The song that caused the most controversy on the album is the third track Heresy with the lyrics “god is dead and no one cares, if there is a Hell I’ll see you there.” These lyrics can be seen bluntly as a direct commentary on religion (and further) Jesus’ life and hypocrisies. Though there is a subtler meaning to this as well, it is not that religion itself (especially Christianity) itself is a bunch of lies, but that the organizations that represent religion are full of lies; and ulterior motives. In the first section Trent says, “He dreamed a God up and called it Christianity,” which refers to more of the concept of Christianity is flawed, but not the concept of God. The end of the second section he continues “Demands devotion for hypocrisies done in his name,” noting that there is a God but people are misusing God. The phrase “God is Dead” (first used by Nietzsche, who also did not mean it literally) is a reference to those that claim to represent God are only blasphemers and are killing God. Their perversion of the word of God is the death of God.

By the time we reach the fifth song, Closer, we are rapidly descending. Trent is openly crying for help, from himself. He is honest in describing the causes of his depression and self – destructiveness: hate, absence of faith and a flawed existence. Closer is a love song to nihilism. At the beginning of the song he sees the lure of nothingness as a temptress; and by the end he accepts it as being better than his beliefs; a neutral position (so to speak) of neither hate or love, faithlessness and faith, believing in the lie of existence and understanding the truth. His acceptance of this new outlook on life is sealed by the lyrics at the end, “I drink the honey inside your hive, you are reason I stay alive,” the irony is that his belief in nothing is keeping him from destroying himself.

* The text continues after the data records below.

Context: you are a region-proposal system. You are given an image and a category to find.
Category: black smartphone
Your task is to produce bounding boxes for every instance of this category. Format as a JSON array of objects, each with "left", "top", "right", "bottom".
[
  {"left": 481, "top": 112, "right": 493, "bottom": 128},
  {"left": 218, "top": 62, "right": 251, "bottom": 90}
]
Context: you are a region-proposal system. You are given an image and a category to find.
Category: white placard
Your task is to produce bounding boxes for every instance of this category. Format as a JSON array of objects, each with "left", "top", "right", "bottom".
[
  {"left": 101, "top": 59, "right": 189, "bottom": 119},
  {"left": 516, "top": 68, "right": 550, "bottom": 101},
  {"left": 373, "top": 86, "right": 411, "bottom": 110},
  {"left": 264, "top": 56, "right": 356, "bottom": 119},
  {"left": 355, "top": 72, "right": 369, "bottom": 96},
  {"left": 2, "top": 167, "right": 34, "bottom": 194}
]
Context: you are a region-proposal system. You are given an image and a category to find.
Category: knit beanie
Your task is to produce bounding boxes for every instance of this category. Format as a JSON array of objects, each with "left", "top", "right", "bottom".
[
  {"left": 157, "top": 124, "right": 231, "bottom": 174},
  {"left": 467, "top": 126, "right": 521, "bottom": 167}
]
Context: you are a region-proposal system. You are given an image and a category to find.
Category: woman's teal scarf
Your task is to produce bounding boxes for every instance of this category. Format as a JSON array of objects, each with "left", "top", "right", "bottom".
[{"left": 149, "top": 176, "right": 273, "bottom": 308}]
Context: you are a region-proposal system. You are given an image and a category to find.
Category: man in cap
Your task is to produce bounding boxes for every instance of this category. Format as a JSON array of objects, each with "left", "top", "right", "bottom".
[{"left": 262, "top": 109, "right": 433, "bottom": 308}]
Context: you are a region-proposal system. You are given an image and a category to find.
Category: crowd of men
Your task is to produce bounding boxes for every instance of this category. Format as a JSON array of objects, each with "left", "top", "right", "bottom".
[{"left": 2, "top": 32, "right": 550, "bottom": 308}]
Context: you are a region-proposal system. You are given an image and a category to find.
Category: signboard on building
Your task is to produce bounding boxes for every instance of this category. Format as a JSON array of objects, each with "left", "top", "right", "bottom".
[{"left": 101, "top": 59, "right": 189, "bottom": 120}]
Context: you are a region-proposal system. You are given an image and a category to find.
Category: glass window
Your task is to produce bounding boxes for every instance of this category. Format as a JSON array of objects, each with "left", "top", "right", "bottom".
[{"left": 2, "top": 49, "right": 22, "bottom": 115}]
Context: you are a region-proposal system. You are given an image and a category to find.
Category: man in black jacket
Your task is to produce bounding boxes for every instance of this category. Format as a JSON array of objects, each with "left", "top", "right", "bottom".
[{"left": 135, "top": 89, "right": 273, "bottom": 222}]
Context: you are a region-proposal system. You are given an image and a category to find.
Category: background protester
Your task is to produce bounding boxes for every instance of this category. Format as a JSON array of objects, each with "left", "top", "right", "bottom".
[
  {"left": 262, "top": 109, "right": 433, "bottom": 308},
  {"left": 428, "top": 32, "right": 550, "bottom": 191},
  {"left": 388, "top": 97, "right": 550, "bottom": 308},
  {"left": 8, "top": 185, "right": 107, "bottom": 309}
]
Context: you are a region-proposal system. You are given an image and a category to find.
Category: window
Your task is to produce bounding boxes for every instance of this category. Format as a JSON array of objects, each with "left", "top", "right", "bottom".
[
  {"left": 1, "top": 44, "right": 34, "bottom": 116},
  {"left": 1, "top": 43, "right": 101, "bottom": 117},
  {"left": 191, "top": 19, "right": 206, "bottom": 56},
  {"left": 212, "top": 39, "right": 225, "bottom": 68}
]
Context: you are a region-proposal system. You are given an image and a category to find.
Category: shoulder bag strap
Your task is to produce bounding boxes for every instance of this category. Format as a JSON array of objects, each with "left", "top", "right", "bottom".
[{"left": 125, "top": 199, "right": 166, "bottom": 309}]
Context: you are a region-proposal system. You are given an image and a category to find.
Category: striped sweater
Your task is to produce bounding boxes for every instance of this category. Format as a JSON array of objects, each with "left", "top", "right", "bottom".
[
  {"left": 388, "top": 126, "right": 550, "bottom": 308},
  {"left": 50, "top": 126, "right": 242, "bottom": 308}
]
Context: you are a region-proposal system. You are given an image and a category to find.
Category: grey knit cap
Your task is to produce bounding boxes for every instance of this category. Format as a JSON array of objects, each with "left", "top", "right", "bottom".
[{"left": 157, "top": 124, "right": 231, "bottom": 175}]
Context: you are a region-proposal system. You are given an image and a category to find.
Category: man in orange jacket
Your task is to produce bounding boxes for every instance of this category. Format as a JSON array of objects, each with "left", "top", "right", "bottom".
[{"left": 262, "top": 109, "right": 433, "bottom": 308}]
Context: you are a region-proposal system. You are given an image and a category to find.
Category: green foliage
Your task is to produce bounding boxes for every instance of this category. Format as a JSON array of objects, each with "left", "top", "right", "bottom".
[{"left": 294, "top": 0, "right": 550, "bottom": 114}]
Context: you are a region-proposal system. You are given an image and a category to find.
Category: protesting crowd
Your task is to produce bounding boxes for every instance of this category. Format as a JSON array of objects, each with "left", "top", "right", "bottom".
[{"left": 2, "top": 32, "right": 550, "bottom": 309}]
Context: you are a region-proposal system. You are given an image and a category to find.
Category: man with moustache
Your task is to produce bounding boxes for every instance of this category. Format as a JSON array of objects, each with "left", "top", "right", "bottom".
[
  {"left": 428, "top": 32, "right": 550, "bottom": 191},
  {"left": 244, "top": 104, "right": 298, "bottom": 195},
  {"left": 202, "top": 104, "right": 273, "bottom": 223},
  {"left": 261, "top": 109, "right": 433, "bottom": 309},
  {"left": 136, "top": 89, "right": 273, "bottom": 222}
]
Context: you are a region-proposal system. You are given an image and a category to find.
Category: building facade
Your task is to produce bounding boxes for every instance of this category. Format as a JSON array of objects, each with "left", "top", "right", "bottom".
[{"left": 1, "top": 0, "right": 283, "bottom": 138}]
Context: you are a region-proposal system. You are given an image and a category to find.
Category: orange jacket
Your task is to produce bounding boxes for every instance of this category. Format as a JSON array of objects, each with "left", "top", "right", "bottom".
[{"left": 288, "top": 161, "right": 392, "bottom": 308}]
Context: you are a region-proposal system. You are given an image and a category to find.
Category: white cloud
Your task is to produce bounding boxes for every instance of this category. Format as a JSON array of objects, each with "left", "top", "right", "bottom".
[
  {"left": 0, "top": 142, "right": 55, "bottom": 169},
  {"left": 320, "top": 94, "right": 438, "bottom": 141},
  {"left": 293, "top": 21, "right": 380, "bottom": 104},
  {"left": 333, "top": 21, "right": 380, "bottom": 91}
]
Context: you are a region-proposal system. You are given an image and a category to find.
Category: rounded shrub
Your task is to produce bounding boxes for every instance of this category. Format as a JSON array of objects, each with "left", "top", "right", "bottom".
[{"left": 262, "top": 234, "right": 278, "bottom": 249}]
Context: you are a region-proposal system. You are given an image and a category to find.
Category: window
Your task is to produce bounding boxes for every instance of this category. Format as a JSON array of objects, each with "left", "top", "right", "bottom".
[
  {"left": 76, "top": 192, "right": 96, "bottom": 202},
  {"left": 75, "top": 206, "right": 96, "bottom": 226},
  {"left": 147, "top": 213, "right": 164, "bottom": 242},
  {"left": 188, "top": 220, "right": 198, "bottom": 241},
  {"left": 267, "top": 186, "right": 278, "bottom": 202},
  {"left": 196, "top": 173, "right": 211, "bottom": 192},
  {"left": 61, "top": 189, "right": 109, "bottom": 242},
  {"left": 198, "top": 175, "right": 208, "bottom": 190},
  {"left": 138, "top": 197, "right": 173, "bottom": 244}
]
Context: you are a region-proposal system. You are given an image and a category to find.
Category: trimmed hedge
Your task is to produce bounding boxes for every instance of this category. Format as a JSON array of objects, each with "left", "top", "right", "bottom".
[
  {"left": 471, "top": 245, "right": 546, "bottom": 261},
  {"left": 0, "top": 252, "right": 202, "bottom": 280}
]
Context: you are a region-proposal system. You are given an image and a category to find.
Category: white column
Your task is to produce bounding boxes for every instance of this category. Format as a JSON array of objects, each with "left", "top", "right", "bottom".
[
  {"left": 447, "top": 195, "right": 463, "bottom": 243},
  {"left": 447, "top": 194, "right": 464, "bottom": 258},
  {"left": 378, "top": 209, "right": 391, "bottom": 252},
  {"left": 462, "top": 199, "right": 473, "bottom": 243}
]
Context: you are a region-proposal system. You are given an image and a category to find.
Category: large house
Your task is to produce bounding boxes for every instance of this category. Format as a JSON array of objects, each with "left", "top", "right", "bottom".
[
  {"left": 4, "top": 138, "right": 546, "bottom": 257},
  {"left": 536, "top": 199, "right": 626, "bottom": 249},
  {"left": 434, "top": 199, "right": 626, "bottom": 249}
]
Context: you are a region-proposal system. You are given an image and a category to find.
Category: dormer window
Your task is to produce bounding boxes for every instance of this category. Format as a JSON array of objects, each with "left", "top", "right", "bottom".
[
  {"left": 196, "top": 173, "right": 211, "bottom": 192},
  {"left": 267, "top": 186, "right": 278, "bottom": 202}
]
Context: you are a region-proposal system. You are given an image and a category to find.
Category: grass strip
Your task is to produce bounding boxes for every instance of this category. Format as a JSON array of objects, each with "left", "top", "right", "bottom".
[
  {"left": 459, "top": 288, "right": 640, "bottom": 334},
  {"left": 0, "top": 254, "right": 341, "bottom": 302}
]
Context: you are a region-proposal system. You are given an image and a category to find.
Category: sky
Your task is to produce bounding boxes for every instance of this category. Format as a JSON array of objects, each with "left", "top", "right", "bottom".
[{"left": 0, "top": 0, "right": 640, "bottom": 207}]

Ruiner represents the tipping point, one can look back and try to determine how one got to this place “How did you get so big, how did you get so large?” The journey so far has been short but the start seemed so long ago that one cannot remember the journey’s origins and have the only option of proceeding further down the spiral. In the end the journey continues, “Nothing can hurt me, nothing can stop me now.” This is also a song of blame, it mentions specifically something called the Ruiner, which can easily be viewed as Jesus; but it is much more than that. The Ruiner seems to be the lie that people perceive that everything is going to get better; “There will come a day when those you keep blind will suddenly realize maybe it’s a part of me that you took to a place I hoped it would never go and maybe that fucked me up so much.”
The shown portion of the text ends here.